Jochen Malmsheimer mit „Wenn Worte reden könnten“ in Osterburken
von Martin Hammer
Osterburken. Einmal mehr ist es dem Kleinkunst- und Kulturverein Kulturkommode Osterburken gelungen, mit Jochen Malmsheimer einen der ganz Großen der deutschen Kabarettszene zu einem Gastspiel nach Osterburken zu holen. Dafür sprach nicht alleine die Tatsache, dass die Veranstaltung innerhalb von drei Tagen ausverkauft war, sondern letztlich auch der herausragende Auftritt des wortgewaltigen Bochumers, der den Zuhörern in der Alten Schule einen Abend lang kaum Gelegenheit zum Verschnaufen gab.
In seinem Programm „Wenn Worte reden könnten“ verarbeitet Malmsheimer seine Sozialstudien auf ganz eigene Art und Weise: mit hintersinnigem Humor, nicht selten zynisch aber stets in einer enormen sprachlichen Gewandtheit und mit viel Sinn für Wortspielereien. Dabei sind es nicht nur beobachtete Szenen aus seiner Umgebung, deren Profanität der Gewinner des Deutschen Kabarettpreises so treffend entlarvt; auch vor der Entblößung eigener Jugendsünden macht er nicht Halt: die alkoholbedingt nur rudimentär vorhandenen Erinnerungen an eine Prag-Fahrt, die offensichtlich fast schon traumatischen Auswirkungen der Fernsehwerbung der 1970er Jahre und nicht zuletzt Walter, der legendäre Nudelsalat, welcher auf keiner Party fehlen durfte und in Verbindung mit billigem Lambrusco derselben häufig ein jähes Ende bereitete. Nicht wenige Lacher aus dem Publikum dürften dabei den Gedanken an ähnliche Erlebnisse entsprungen sein.
Noch ausgefeilter allerdings wurde Jochen Malmsheimers Rhetorik, wenn er sein Notizbuch zückte und beispielsweise einen Dialog eines Hundehalters mit einem Ordnungshüter vortrug, dessen Forderung nach Einhaltung der Anleinpflicht mittels spitzfindigen Überlegungen darüber, was denn nun alles hundeartige Tiere seien, aufs Köstlichste ad absurdum geführt wurde.

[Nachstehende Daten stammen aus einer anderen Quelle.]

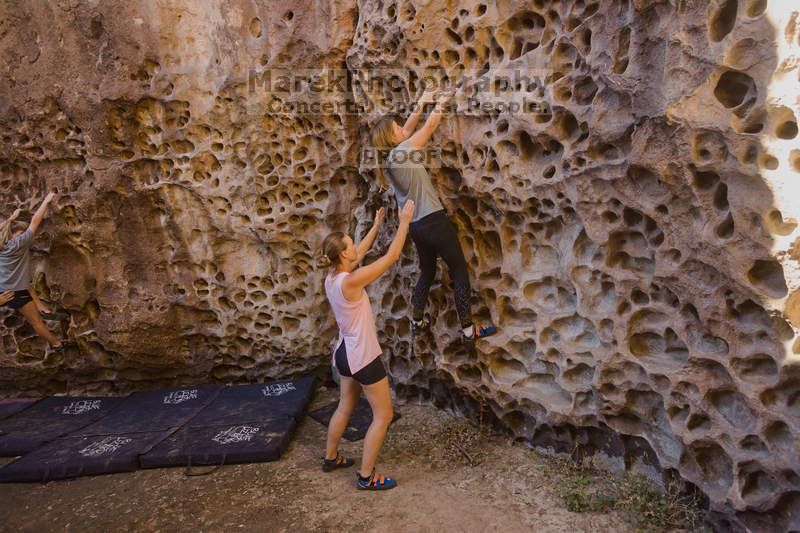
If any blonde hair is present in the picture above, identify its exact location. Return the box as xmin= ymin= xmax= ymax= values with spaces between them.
xmin=370 ymin=114 xmax=397 ymax=190
xmin=0 ymin=218 xmax=14 ymax=250
xmin=320 ymin=231 xmax=347 ymax=266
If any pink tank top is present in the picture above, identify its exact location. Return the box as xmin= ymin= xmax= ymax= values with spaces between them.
xmin=325 ymin=272 xmax=381 ymax=374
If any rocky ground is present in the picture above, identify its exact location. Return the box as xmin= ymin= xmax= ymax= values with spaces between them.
xmin=0 ymin=391 xmax=648 ymax=532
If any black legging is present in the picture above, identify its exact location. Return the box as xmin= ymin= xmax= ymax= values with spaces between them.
xmin=409 ymin=211 xmax=472 ymax=328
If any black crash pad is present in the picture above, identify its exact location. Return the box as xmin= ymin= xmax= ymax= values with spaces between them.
xmin=139 ymin=416 xmax=297 ymax=468
xmin=0 ymin=431 xmax=169 ymax=483
xmin=72 ymin=385 xmax=223 ymax=436
xmin=308 ymin=396 xmax=400 ymax=442
xmin=0 ymin=396 xmax=124 ymax=456
xmin=188 ymin=376 xmax=314 ymax=427
xmin=0 ymin=398 xmax=39 ymax=420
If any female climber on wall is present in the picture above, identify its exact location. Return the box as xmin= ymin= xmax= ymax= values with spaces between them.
xmin=371 ymin=83 xmax=497 ymax=343
xmin=0 ymin=193 xmax=61 ymax=349
xmin=322 ymin=200 xmax=414 ymax=490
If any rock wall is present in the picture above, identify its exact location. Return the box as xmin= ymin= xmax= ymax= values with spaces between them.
xmin=0 ymin=0 xmax=800 ymax=531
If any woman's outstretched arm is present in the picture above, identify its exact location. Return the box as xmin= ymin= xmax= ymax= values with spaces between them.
xmin=403 ymin=87 xmax=436 ymax=139
xmin=356 ymin=207 xmax=386 ymax=263
xmin=408 ymin=93 xmax=452 ymax=150
xmin=28 ymin=193 xmax=55 ymax=234
xmin=342 ymin=200 xmax=414 ymax=301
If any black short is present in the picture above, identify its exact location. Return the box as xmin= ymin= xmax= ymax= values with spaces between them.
xmin=5 ymin=290 xmax=33 ymax=311
xmin=334 ymin=341 xmax=386 ymax=385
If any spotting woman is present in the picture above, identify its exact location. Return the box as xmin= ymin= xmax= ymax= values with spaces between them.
xmin=322 ymin=201 xmax=414 ymax=490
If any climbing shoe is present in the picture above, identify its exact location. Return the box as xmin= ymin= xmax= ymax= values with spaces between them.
xmin=322 ymin=452 xmax=355 ymax=472
xmin=356 ymin=468 xmax=397 ymax=490
xmin=461 ymin=324 xmax=497 ymax=344
xmin=411 ymin=317 xmax=431 ymax=335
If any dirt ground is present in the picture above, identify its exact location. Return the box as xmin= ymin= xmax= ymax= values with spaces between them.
xmin=0 ymin=390 xmax=632 ymax=533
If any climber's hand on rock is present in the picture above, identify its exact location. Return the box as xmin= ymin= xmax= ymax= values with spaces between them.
xmin=400 ymin=200 xmax=414 ymax=224
xmin=419 ymin=84 xmax=438 ymax=105
xmin=373 ymin=207 xmax=386 ymax=228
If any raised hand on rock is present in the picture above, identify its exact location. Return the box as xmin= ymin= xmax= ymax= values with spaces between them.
xmin=400 ymin=200 xmax=414 ymax=224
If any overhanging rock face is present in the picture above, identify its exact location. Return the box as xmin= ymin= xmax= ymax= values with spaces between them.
xmin=0 ymin=0 xmax=800 ymax=530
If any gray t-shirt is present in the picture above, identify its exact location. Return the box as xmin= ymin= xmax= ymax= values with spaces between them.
xmin=0 ymin=229 xmax=33 ymax=292
xmin=386 ymin=140 xmax=444 ymax=222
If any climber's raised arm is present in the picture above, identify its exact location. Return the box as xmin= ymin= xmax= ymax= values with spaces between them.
xmin=342 ymin=200 xmax=414 ymax=301
xmin=408 ymin=94 xmax=452 ymax=150
xmin=356 ymin=207 xmax=386 ymax=263
xmin=403 ymin=87 xmax=436 ymax=139
xmin=28 ymin=193 xmax=55 ymax=234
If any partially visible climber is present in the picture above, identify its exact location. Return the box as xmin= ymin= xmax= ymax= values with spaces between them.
xmin=371 ymin=83 xmax=497 ymax=343
xmin=322 ymin=200 xmax=414 ymax=490
xmin=0 ymin=193 xmax=61 ymax=350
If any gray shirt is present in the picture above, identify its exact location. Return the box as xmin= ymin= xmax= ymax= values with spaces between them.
xmin=0 ymin=229 xmax=33 ymax=292
xmin=386 ymin=140 xmax=444 ymax=222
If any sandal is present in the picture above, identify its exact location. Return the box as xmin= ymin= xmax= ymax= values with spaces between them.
xmin=461 ymin=324 xmax=497 ymax=344
xmin=322 ymin=452 xmax=355 ymax=472
xmin=356 ymin=468 xmax=397 ymax=490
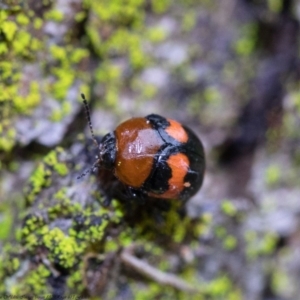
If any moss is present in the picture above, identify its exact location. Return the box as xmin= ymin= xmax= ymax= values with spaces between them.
xmin=223 ymin=235 xmax=237 ymax=251
xmin=0 ymin=203 xmax=13 ymax=240
xmin=233 ymin=23 xmax=258 ymax=56
xmin=45 ymin=9 xmax=64 ymax=23
xmin=42 ymin=227 xmax=83 ymax=269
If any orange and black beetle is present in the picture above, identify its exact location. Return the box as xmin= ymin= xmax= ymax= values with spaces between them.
xmin=82 ymin=95 xmax=205 ymax=201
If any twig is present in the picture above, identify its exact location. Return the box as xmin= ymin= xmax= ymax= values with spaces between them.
xmin=121 ymin=249 xmax=197 ymax=292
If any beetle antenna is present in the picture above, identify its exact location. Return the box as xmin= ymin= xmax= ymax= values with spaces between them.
xmin=81 ymin=93 xmax=99 ymax=149
xmin=77 ymin=158 xmax=100 ymax=179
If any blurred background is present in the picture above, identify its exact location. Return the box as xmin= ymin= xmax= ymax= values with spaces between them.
xmin=0 ymin=0 xmax=300 ymax=300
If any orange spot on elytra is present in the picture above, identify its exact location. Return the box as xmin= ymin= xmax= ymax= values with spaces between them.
xmin=165 ymin=119 xmax=189 ymax=143
xmin=149 ymin=153 xmax=190 ymax=199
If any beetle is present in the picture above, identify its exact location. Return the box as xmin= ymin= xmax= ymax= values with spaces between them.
xmin=80 ymin=94 xmax=205 ymax=201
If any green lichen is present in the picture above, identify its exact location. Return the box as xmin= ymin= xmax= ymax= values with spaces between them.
xmin=43 ymin=227 xmax=83 ymax=269
xmin=234 ymin=24 xmax=257 ymax=56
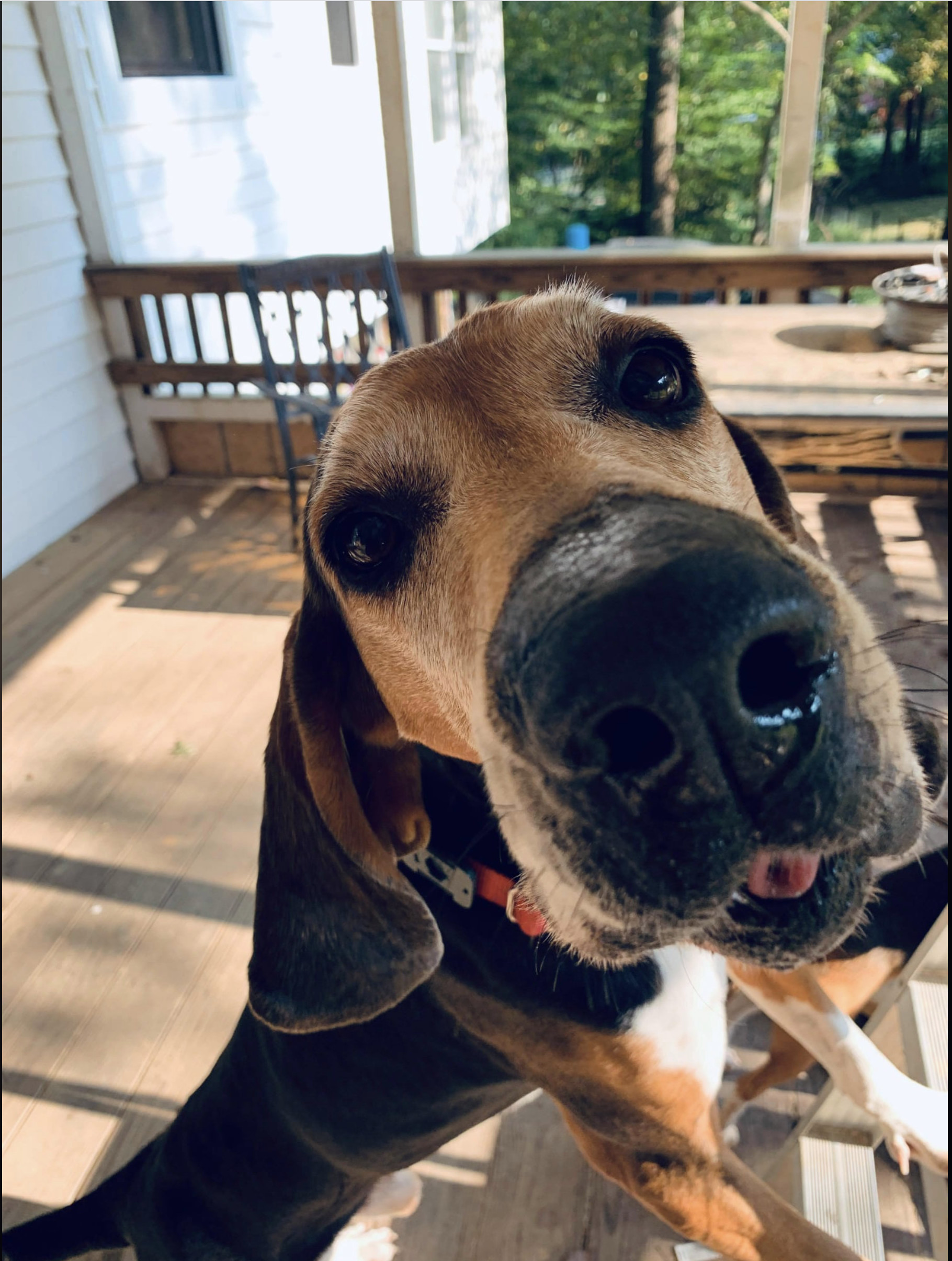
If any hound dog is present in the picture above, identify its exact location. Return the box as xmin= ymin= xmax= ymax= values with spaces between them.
xmin=721 ymin=846 xmax=948 ymax=1155
xmin=5 ymin=287 xmax=946 ymax=1261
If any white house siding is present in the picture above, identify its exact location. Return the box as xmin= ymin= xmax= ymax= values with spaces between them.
xmin=61 ymin=0 xmax=391 ymax=262
xmin=401 ymin=0 xmax=509 ymax=255
xmin=3 ymin=0 xmax=136 ymax=575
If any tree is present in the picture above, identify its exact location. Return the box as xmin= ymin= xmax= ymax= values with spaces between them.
xmin=638 ymin=0 xmax=685 ymax=236
xmin=489 ymin=0 xmax=948 ymax=246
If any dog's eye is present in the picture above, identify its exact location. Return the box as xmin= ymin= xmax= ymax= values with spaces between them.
xmin=618 ymin=348 xmax=684 ymax=411
xmin=338 ymin=512 xmax=400 ymax=570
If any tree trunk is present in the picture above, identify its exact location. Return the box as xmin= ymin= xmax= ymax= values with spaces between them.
xmin=903 ymin=93 xmax=918 ymax=166
xmin=752 ymin=93 xmax=783 ymax=245
xmin=639 ymin=0 xmax=685 ymax=236
xmin=879 ymin=92 xmax=899 ymax=172
xmin=913 ymin=88 xmax=925 ymax=166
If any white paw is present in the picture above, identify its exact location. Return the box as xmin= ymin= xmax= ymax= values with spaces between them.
xmin=887 ymin=1082 xmax=948 ymax=1178
xmin=721 ymin=1121 xmax=740 ymax=1147
xmin=318 ymin=1222 xmax=397 ymax=1261
xmin=354 ymin=1169 xmax=424 ymax=1222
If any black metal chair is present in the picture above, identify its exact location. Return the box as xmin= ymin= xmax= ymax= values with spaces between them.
xmin=239 ymin=250 xmax=410 ymax=547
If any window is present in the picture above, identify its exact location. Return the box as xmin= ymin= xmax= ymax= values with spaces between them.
xmin=425 ymin=0 xmax=474 ymax=141
xmin=108 ymin=0 xmax=224 ymax=78
xmin=326 ymin=0 xmax=357 ymax=65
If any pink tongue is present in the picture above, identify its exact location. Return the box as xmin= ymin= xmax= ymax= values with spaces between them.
xmin=746 ymin=850 xmax=820 ymax=898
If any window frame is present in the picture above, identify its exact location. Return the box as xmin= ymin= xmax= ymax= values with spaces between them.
xmin=76 ymin=0 xmax=246 ymax=127
xmin=324 ymin=0 xmax=360 ymax=71
xmin=424 ymin=0 xmax=477 ymax=145
xmin=107 ymin=0 xmax=227 ymax=80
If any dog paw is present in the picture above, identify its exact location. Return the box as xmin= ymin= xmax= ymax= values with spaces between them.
xmin=318 ymin=1222 xmax=397 ymax=1261
xmin=721 ymin=1121 xmax=740 ymax=1147
xmin=887 ymin=1082 xmax=948 ymax=1178
xmin=354 ymin=1169 xmax=424 ymax=1222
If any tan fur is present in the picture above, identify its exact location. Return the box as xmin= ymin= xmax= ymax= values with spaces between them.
xmin=721 ymin=947 xmax=905 ymax=1125
xmin=436 ymin=975 xmax=856 ymax=1261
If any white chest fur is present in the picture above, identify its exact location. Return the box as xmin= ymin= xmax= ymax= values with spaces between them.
xmin=629 ymin=946 xmax=728 ymax=1100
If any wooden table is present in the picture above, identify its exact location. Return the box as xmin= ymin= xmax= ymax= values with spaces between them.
xmin=651 ymin=305 xmax=948 ymax=494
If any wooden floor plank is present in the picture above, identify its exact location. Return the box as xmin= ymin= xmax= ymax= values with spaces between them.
xmin=4 ymin=668 xmax=277 ymax=1141
xmin=4 ymin=617 xmax=280 ymax=1010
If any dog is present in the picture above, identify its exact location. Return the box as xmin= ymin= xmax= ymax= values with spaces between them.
xmin=4 ymin=286 xmax=946 ymax=1261
xmin=721 ymin=846 xmax=948 ymax=1155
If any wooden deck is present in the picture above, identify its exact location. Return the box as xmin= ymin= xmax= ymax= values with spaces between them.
xmin=3 ymin=482 xmax=947 ymax=1261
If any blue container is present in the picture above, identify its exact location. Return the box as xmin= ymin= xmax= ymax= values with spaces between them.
xmin=565 ymin=223 xmax=592 ymax=250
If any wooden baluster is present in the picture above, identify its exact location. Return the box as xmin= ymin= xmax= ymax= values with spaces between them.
xmin=314 ymin=286 xmax=337 ymax=402
xmin=122 ymin=296 xmax=155 ymax=363
xmin=185 ymin=294 xmax=205 ymax=363
xmin=353 ymin=275 xmax=371 ymax=371
xmin=420 ymin=292 xmax=437 ymax=342
xmin=218 ymin=294 xmax=234 ymax=363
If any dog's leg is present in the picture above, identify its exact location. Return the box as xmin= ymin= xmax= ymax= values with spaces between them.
xmin=729 ymin=961 xmax=948 ymax=1177
xmin=721 ymin=948 xmax=905 ymax=1146
xmin=562 ymin=1108 xmax=857 ymax=1261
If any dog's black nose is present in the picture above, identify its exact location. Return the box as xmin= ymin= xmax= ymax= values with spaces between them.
xmin=491 ymin=497 xmax=840 ymax=802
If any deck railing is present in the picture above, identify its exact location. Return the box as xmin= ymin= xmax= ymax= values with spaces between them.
xmin=87 ymin=242 xmax=948 ymax=491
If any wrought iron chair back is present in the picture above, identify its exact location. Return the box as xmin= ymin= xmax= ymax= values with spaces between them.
xmin=239 ymin=250 xmax=410 ymax=547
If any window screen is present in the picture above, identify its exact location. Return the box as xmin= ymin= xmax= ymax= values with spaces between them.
xmin=110 ymin=0 xmax=224 ymax=78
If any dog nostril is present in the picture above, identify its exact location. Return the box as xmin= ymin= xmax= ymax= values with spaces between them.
xmin=594 ymin=705 xmax=675 ymax=775
xmin=738 ymin=634 xmax=821 ymax=714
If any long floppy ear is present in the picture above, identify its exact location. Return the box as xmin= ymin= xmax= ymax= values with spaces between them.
xmin=721 ymin=416 xmax=820 ymax=556
xmin=248 ymin=580 xmax=443 ymax=1033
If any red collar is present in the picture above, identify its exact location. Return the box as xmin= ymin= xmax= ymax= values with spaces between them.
xmin=400 ymin=850 xmax=547 ymax=937
xmin=469 ymin=862 xmax=547 ymax=937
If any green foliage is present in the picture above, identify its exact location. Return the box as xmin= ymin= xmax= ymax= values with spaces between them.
xmin=486 ymin=0 xmax=948 ymax=246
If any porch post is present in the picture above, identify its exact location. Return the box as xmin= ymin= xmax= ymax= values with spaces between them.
xmin=770 ymin=0 xmax=829 ymax=256
xmin=372 ymin=0 xmax=427 ymax=345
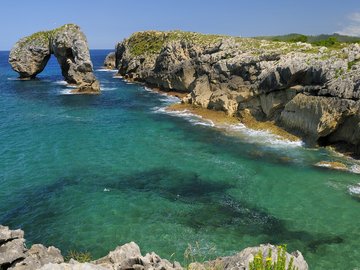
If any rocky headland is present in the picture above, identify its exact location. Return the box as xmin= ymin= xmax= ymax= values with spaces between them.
xmin=9 ymin=24 xmax=100 ymax=94
xmin=0 ymin=225 xmax=308 ymax=270
xmin=104 ymin=52 xmax=116 ymax=69
xmin=115 ymin=31 xmax=360 ymax=156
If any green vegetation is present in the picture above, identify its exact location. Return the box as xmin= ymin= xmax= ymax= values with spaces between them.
xmin=64 ymin=250 xmax=92 ymax=263
xmin=128 ymin=30 xmax=225 ymax=56
xmin=348 ymin=59 xmax=360 ymax=70
xmin=255 ymin=33 xmax=360 ymax=49
xmin=249 ymin=245 xmax=297 ymax=270
xmin=20 ymin=24 xmax=76 ymax=47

„Danke für Ihr Verständnis“, beantwortete Malmsheimer auch schon mal den Zuschauerapplaus – und das war durchaus wörtlich, wenn auch mit einem Augenzwinkern, zu verstehen, denn das Tempo und die Dichte der sprachlichen Feinheiten in seinem Programm verlangte dem Zuhörer mitunter einiges an Konzentration ab. Zum Zurücklehnen blieb kaum Zeit, Mitdenken war gefragt. Und genau das bezweckt der Kabarettist, der auf der Bühne durch Wort- und Stimmgewalt sowie durch unglaubliche Bühnenpräsenz in seinem zweistündigen brachial-literarischen Feuerwerk zu fesseln vermag.
Das Finale furioso schließlich wurde mit der Frage eröffnet: Was passiert mit einem Wort, nachdem es ausgesprochen wurde? Daraus entspann Malmsheimer eine rasante und detailreiche Geschichte, in der sich eben jene Worte und die gesamte deutsche Grammatik in einer Kneipe treffen und nichts mehr fürchten als die unbarmherzig Worte verunstaltende Dialektpresse – ein Leckerbissen (nicht nur) für Linguistiker und, wie der gesamte Abend, ein Plädoyer für geschliffene Sprache und wie man sie niveauvoll und dabei äußerst unterhaltsam einsetzen kann.